The work continued under President Hoover’s administration. Hoover built a house near a stream where he caught the best trout he had ever eaten. In later years he donated the house and land to the Federal Government as part of the park. Today it is known as Camp Hoover .
Waterfalls ran over rocks as water streamed down the mountain sides in warm weather and birds began to return to the region as trees and underbrush grew back. When you reached the sites suitable for camping, tranquility prevailed.
Hoover felt the desire to build a highway across the mountain ridge so that anyone could enjoy the scenery in the valleys below. He called the highway project the “Skyline Drive.” He gave the inhabitants in the valleys work, starting to clear land for the drive as they worked with axes, saws picks and shovels in the beginning.
When Franklin D. Roosevelt became president in the depth of the Great Depression, he initiated work for the unemployed through WPA, NPA and CCC Camps.
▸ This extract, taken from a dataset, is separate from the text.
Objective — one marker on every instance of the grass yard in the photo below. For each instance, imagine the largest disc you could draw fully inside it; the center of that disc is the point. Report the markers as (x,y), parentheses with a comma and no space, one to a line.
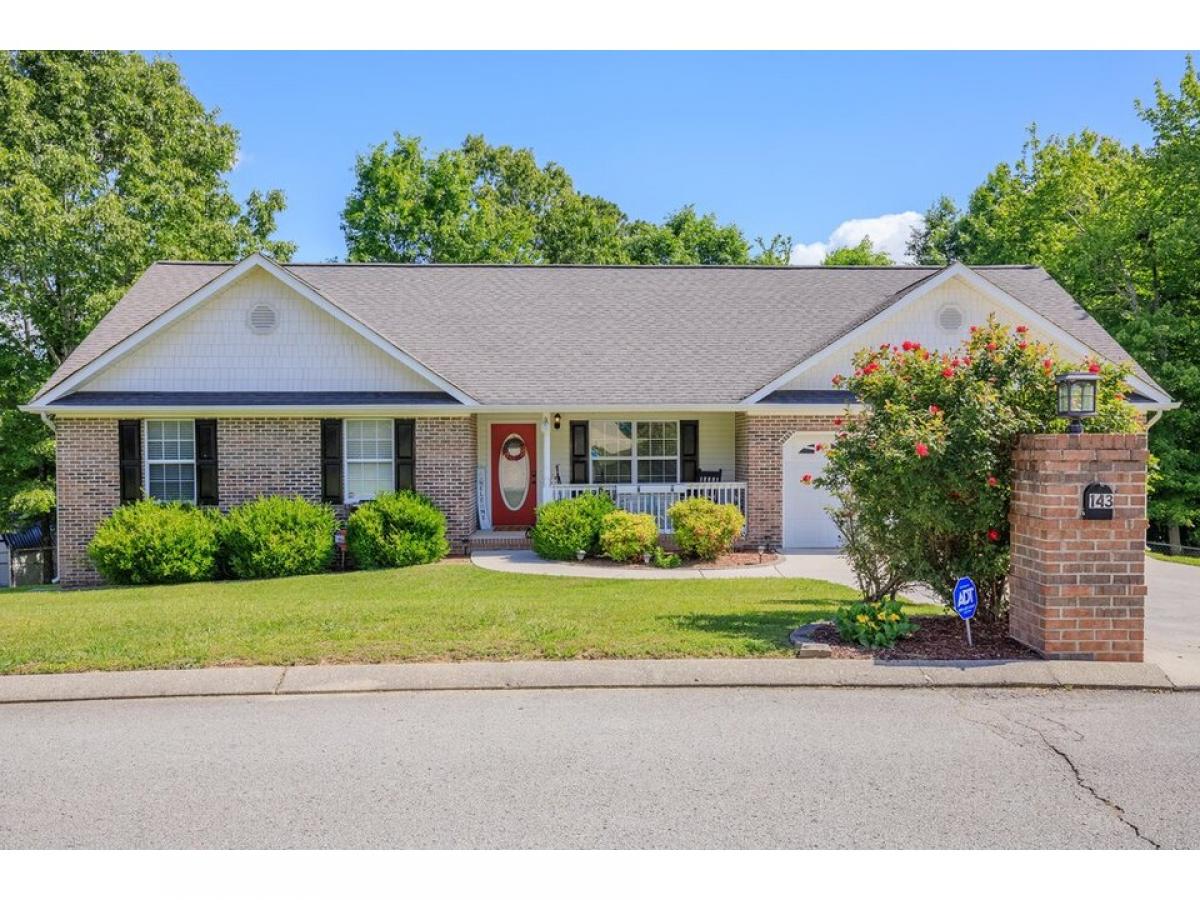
(1167,558)
(451,611)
The latter composed of older teenagers and young men, who lived in camps near the area they worked. Many who attended school when it was in session left for camp the first of June and returned the first of September. Older young men worked through most of the year except when winter weather prevented them.
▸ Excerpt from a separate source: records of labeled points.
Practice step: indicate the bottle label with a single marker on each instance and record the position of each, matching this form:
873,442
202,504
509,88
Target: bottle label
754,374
President Roosevelt felt the Skyline Drive project was prime work for CCC
Camp boys. They began in 1936 and others brought in heavy road-building
machinery to assist the boys in the construction. The President visited
them from time to time, eating with the boys at Skyland where they camped.
They completed the highway in 1939, having cost less than $50,000 per mile
that today would be over a million dollars per mile. President Roosevelt
dedicated the Shenandoah Project after they completed the Skyline Drive.
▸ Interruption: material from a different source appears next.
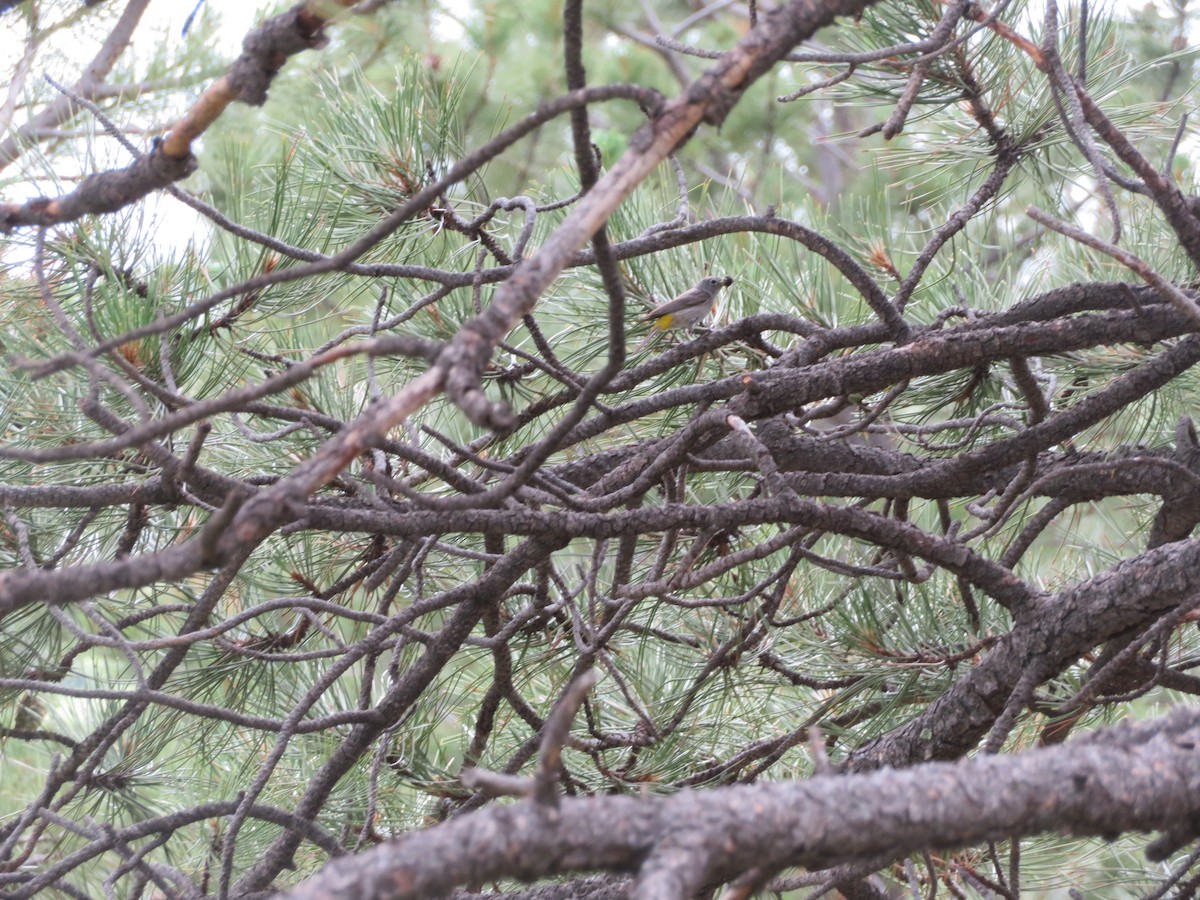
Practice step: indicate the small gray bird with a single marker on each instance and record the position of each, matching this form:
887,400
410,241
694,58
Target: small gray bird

He stated the country had preserved beauty and scenery of the hills for
generations to come.
In later years my husband and I made several trips over the Skyline Drive with our family. We enjoyed Lurray and other caverns with the museums that have come about during the past years. The most beautiful trip we took to the Blue Ridge occurred in October 1965. We traveled the Blue Ridge Parkway from North Carolina into Virginia toward Natural Bridge. The leaves appeared layered in golds, oranges, reds and evergreen up the mountain sides. We took Kirby’s mother and daddy with our children for the weekend. I’ve always been glad they had the opportunity to see God’s beautiful creation with us before they were too old to make the trip. We ate the Sunday night smorgasbord at Natural Bridge Hotel where Kirby and I had stayed for the better part of a week several times for our business.
If you travel farther south and west, you will reach the Smokey Mountains which includes the Appalachian Trail. They are another place of beauty and tourists flock to the area. I spent a week in the foothills of the Smokeys when I attended Christian Writer’s Conference in 1976. In July I recommend it as the perfect place to visit.
I prefer hotels or motels. But my daughter and her husband enjoy camping. For years they camped in a tents. But today they have a push-up trailer. One of their favorite campsites is in the Blue Ridge.
Whether you enjoy the beach or the mountains as I do, take time off and relax for a week or longer if possible. You will be able to accomplish more work when you return revived.